Second Leg - Days 9-23 - Shearwater, BC to Prince Rupert, BC
The main natural and man made features encountered along this stretch of the route include: Shearwater Resort, Seaforth Channel, Mathieson Channel, Finlayson Channel, Klemtu, Tolmie Channel, Princess Royal Channel, Butedale, McCay Reach, Wright Sound, Hartley Bay, Grenville Channel, the town of Oona River, Chatham Sound, and the city of Prince Rupert.
The Dryad Point Lighthouse comes into view as I enter Seaforth Channel.

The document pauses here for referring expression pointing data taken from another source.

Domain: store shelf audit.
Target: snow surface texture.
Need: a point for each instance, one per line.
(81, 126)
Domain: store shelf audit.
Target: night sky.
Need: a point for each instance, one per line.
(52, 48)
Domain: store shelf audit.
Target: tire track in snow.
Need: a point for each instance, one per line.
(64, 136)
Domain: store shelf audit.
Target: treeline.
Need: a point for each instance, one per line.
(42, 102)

After two nights of sleeping in a comfortable hotel bed, and a full day of resting up, I was anxious to get going again on my Inside Passage kayaking adventure. When the alarm went off at 5am, I was ready. My gear was already packed and ready to go so by 6am, my boat was in the water and Shearwater was disappearing behind me.
Looking up Troup Passage.
The sky today was cloudy and the temperature was in the mid 50’s. The tide was falling for the first two hours of paddling, so that helped push me along through Seaforth channel. By the time, I reached Idol Point at 9:20am the tide had started to rise and the current was now against me. I crossed Seaforth Channel where it meets Spiller Channel at the tip of the Don Peninsula. Sea swells were moving up the channel and combined with a headwind and current going against me, slowed me almost to a stop. I kept paddling, slowly making headway of no more than 2mph. Not until reaching Balagny Pass by Watch Island could I get out of the wind and take a break.

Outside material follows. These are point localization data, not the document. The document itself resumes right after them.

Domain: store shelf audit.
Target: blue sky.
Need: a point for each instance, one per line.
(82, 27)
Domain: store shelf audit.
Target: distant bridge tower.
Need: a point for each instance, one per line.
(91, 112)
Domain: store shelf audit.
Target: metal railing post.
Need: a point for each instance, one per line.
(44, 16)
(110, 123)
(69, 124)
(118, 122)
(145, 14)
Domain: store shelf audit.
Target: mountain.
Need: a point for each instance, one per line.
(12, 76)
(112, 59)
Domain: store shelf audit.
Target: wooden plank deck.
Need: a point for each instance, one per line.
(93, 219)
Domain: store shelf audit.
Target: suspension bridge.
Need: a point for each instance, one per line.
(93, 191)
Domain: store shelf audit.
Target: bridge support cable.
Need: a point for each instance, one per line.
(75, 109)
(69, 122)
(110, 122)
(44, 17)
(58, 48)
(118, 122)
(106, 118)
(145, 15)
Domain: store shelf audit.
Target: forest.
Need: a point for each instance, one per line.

It was now 12 noon and I had paddled 18 miles in the past 6 hours, much of it in rough conditions. All I wanted to do now was find a good place to spend the night and stop paddling for a while.
Approaching Roar Islet in Blair Inlet.
Many of the beaches in this area would make great campsites. Most are composed of rounded gravel pebbles, and are elevated enough to ensure a dry campsite above even the highest tides. I spotted a small island off the southeast tip of Cecilia Island in Blair Inlet that seemed to offer the best place to camp in the area. This little island, named Roar Islet, turned out to be the best campsite yet on this leg of the trip. The crushed stone shoreline allowed easy landing and launching at any tide level and a tent site at the top of the beach offered protection from the strong winds blowing off Seaforth Channel. The views from here out across Blair Inlet and Seaforth Channel were beautiful. I spent much of the afternoon watching fishing boats, yachts and ferries as they pushed their way through the rough waters of the nearby channels.
The beach on Roar Islet.
It did not look like rain so, instead of setting up my tent or pyramid fly, I decided to depend on my bivy sack and a small tarp to stay dry. That turned out to be a big mistake, as it started drizzling overnight and continued into the next morning. This would be the last night on the trip that I did not have a rain shelter set up before going to sleep. The next morning as I tried to get dressed for paddling and pack up in the rain, my gear was getting wetter by the minute. All I could do was work as fast as possible to get everything packed before it became completely soaked.